Des évolutions possibles et souhaitables
Le troisième chapitre de l’ouvrage est consacré à l’à venir de l’économie sociale et solidaire, reprenant ainsi la belle expression du sous-titre. On peut regretter que l’auteur recoure à ce terme sans s’appuyer sur certains éléments de la distinction faite par le philosophe Jacques Derrida entre « à-venir » et futur. La différence tient notamment à ce que le futur peut être compris comme un présent décalé dans le temps – un présent que, d’une certaine façon, les « orientations » prolongent et répètent. Alors que l’ « à-venir » est pensé comme dominé par l’imprévisible. Il est donc une projection (terme dans lequel on retrouve « pro-jet ») vers l’inconnu. Avec ce que cela peut comporter de liberté mais aussi de dangers, voire de monstruosités. Pascal Glémain raisonne principalement en termes d’évolutions possibles du secteur (et souhaitables pour le renforcer), ce qui apparente son « à venir » à un futur à la croisée de chemins, plutôt qu’à un « à-venir » totalement ouvert sur l’imprévisible.

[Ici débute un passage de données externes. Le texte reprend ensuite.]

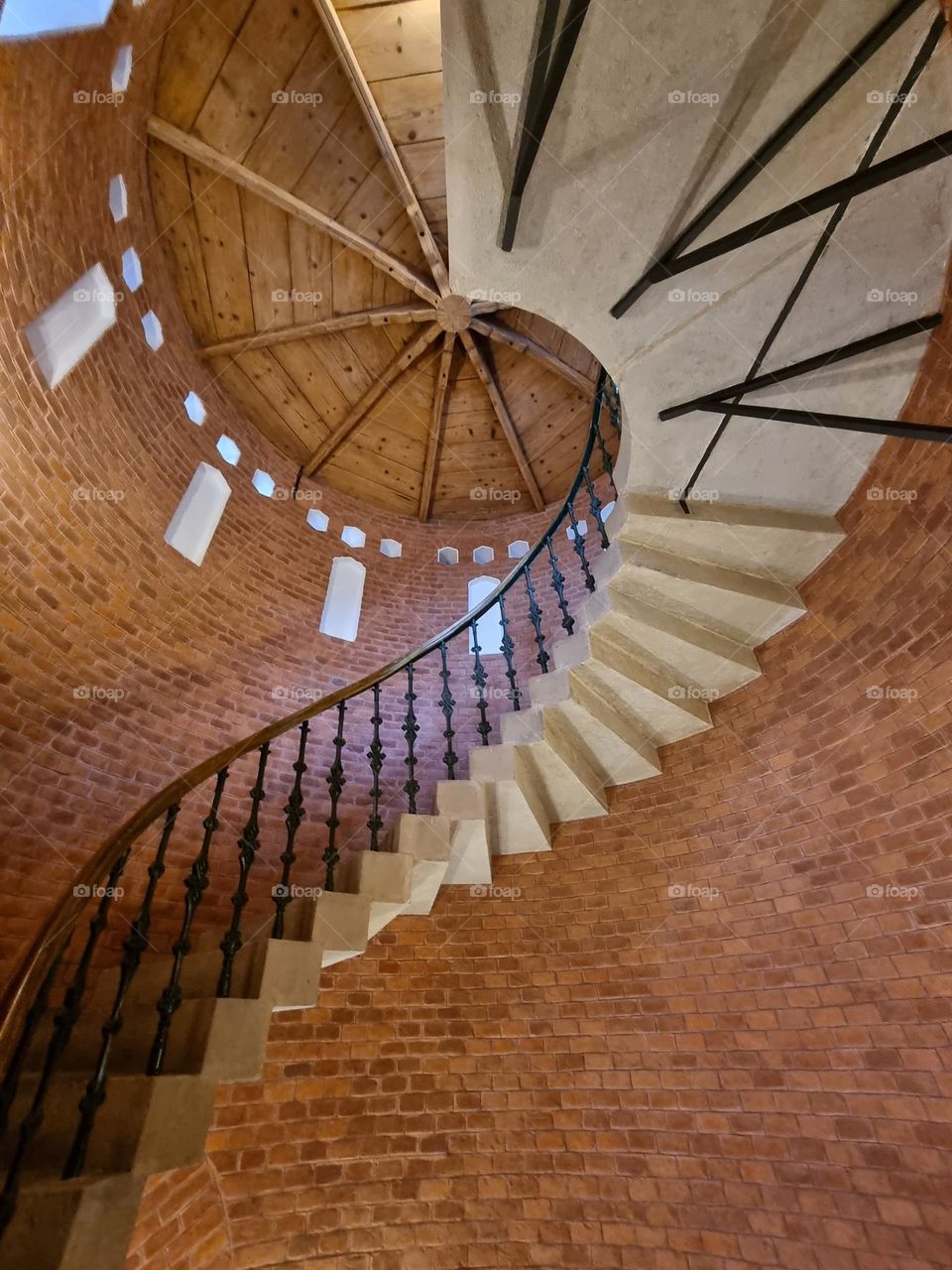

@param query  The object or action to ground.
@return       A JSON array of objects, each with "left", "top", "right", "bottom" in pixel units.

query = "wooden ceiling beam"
[
  {"left": 416, "top": 330, "right": 456, "bottom": 521},
  {"left": 470, "top": 318, "right": 595, "bottom": 393},
  {"left": 459, "top": 330, "right": 545, "bottom": 512},
  {"left": 313, "top": 0, "right": 449, "bottom": 296},
  {"left": 303, "top": 321, "right": 440, "bottom": 476},
  {"left": 198, "top": 305, "right": 432, "bottom": 359},
  {"left": 147, "top": 115, "right": 439, "bottom": 305}
]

Or, l’imprévisible est souvent au rendez-vous de l’histoire. Prenons deux exemples situés dans les origines de l’économie sociale et solidaire en France : la mise en place d’associations de couverture des risques de maladie, puis l’adoption des lois sur les sociétés anonymes dans les années 1860.

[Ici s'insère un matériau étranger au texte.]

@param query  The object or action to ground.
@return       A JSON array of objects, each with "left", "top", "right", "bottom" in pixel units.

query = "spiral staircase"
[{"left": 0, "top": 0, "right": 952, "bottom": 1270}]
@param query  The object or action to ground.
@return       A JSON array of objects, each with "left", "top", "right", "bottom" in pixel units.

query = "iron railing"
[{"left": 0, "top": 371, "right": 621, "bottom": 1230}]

Les premières structures de couverture des risques de maladie sont nées de l’auto-organisation de travailleurs inspirés par l’associativisme, alors que la protection sociale est aujourd’hui pensée d’abord sous la forme d’une intervention de l’État, celui-ci ayant absorbé les premières structures. Pour ce qui est des débats sur la mise en place de sociétés anonymes en France, le jeune Léon Walras, inspiré par un socialisme démocratique fondé sur le développement de coopératives, y participa par une proposition de loi (Auguste et Léon Walras, Œuvres économiques complètes, volume VI, Léon Walras, Les associations populaires coopératives, Paris, Economica, voir plus particulièrement p. 57-65.). Ce lien entre société anonyme et socialisme peut nous étonner. La raison en est la séparation d’un lien direct entre la propriété des entreprises et leur gestion. Cette séparation, inspirée du coopérativisme et de l’associationnisme, était alors si évidente pour beaucoup que, lorsque éclata la faillite en 1881-1882 de l’Union générale, une banque catholique et monarchiste (crise transposée par Émile Zola dans son roman L’Argent), certains milieux conservateurs militèrent pour la suppression de la loi sur les sociétés anonymes (inspirée par la loi britannique) et le retour à la seule loi sur les commandites par actions. Qui aujourd’hui penserait les sociétés anonymes par actions comme autre chose qu’un des fondements du capitalisme (en particulier dans l’actuel empire de la liquidité déjà évoqué et de ses spéculations) ? Mais l’histoire n’est pas avare de retournements. En France, certaines organisations de l’ESS ont récemment adopté le statut de sociétés en commandites par actions – par exemple, la Sidi (Solidarité internationale pour le développement et l’investissement), Habitat et Humanisme ou Terre de liens – afin de pouvoir augmenter leur capitalisation sans que l’esprit des fondateurs disparaisse. Cela illustre aussi la fécondité de l’à venir et ses multiples devenirs, y compris sans nul doute les plus inattendus pour ce qui est de l’économie inspirée par la solidarité.